To Automate or Not To Automate…Automation Is The Answer
A recent article by CNN goes on to state, “The Bank of England has warned that machines could take over 80 million American and 15 million British jobs over the next 10 to 20 years. That’s roughly 50% of the workforce in each country.”
There is no question that robots and automation provide efficiencies far greater than human capabilities. Machines work faster, don’t need breaks and always show up to work on time.
Does this mean that people will be put out of work as the quote states? No, robotics and automation is the constant evolution of the industrial revolution. When Henry Ford created a production line and was able to build a car in a day rather than a month where there articles and protesters calling for “the good old days?” Progress moves forward.
Over 20 years ago, Dispen-SI-matic A-Frame systems where putting together thousands of orders an hour. Did it eliminate people? No, it displaced them to other parts of their organization that needed resources. Companies such as Walgreens, CVS, Rite-Aid, Johnson & Johnson and many others were taking full advantage of the benefits of automation and robotics and growing their businesses.
What is the alternative? The nature of business constantly drives improvement and profitability. The widespread use of automation and robotics over the past 20 years was progressively increasing, but at a very slow rate. Fast forward to today where supply chains and distribution systems are being required to evolve to perform at higher levels than previously thought possible. How do you obtain these efficiencies? Automation and robotic systems. No one automates just for the sake of automation. They automate to solve a problem and increase their competitiveness, business levels and profitability.
A return on investment (ROI) is an easy indicator to see whether automation and robotics is even worth considering.
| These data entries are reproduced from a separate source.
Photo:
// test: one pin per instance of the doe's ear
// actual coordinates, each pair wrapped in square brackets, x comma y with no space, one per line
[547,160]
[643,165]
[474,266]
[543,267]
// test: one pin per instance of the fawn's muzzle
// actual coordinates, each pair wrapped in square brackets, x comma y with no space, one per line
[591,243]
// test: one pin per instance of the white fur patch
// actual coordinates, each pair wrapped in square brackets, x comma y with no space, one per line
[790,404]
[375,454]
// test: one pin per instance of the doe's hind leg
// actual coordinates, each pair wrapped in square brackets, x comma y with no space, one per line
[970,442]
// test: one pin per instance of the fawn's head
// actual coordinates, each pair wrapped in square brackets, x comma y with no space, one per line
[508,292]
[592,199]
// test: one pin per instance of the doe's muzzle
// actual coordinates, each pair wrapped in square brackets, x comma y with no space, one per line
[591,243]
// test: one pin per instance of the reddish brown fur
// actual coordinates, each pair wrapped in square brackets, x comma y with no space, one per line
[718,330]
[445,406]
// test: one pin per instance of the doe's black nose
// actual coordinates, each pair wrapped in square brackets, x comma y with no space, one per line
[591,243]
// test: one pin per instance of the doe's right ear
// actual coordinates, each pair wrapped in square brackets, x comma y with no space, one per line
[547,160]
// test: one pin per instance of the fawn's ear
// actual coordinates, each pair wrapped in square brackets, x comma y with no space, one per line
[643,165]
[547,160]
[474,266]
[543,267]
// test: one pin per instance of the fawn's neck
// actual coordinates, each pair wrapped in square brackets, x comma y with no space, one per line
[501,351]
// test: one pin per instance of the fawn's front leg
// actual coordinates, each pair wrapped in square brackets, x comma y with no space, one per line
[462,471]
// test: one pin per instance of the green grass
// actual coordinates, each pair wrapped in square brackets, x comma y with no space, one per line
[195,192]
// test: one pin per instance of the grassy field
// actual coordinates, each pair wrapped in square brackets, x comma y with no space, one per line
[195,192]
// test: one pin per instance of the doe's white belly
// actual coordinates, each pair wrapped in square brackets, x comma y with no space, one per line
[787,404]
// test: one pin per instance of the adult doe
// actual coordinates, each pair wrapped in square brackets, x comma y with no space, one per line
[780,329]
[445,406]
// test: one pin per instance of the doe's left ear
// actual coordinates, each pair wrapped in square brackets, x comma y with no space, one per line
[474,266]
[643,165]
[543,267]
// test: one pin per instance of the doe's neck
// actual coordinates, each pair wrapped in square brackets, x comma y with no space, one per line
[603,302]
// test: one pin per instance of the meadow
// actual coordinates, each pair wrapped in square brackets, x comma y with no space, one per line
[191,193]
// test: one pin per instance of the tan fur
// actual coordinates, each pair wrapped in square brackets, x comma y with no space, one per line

Today we are seeing the different elements of automation and robotics line up to make it a simple decision.
- Costs of the equipment has been decreasing or saying steady over the last number of years.
- The precision and accuracy of these systems have increased dramatically.
- The performance levels and capabilities have increased exponentially.
- The burdened cost of labor in the US has increased while the age and obesity levels of the workforce make keeping a trained workforce more challenging.
- The availability of cheap money makes financing and getting capital at the easiest point in decades.
When you mix these elements, they translate into a need for automation and robotics that companies looking to survive and thrive need to do. Companies can’t simply say they are the cheapest and best manufacturer in a state or region. They usually have to be the best in the world to keep their organizations healthy.
Cheap labor, lax environmental controls, cheap resources, government funding, trained labor and many other factors need to be negated when working locally but competing globally.
So will robots and automation replace up to 50% of England’s labor in 10 to 20 years? It might in numbers, but what will it create? Multiple fold employment for engineers designing and implementing the automation and robotics. The IT, service and maintenance people who will be in even greater demand to keep these new mission critical equipment running and optimized.
Plus let’s look at the most obvious answer. If England’s (and the world’s) companies don’t optimize their processes and equipment they won’t be in business in 10 to 20 years. The net loss of jobs is far greater than the 50%… it’s 100%! If companies can’t be competitive they are out of business and every job in the facility and those servicing that facility are totally eliminated. Automation and robots don’t seem too bad now?
So yes, automation and robots do eliminate labor, but they provide the necessary optimization levels required to compete and thrive in a world based economy and will create jobs ten-fold to replace those it displaces. Yes, not replaces, but displaces. The gilded craftsmen who built buggy whips and processed whale oil didn’t one day cease to exist. They learned new crafts and professions and have thrived in a global economy where automation and robots work together with their human benefactors to everyone’s benefit.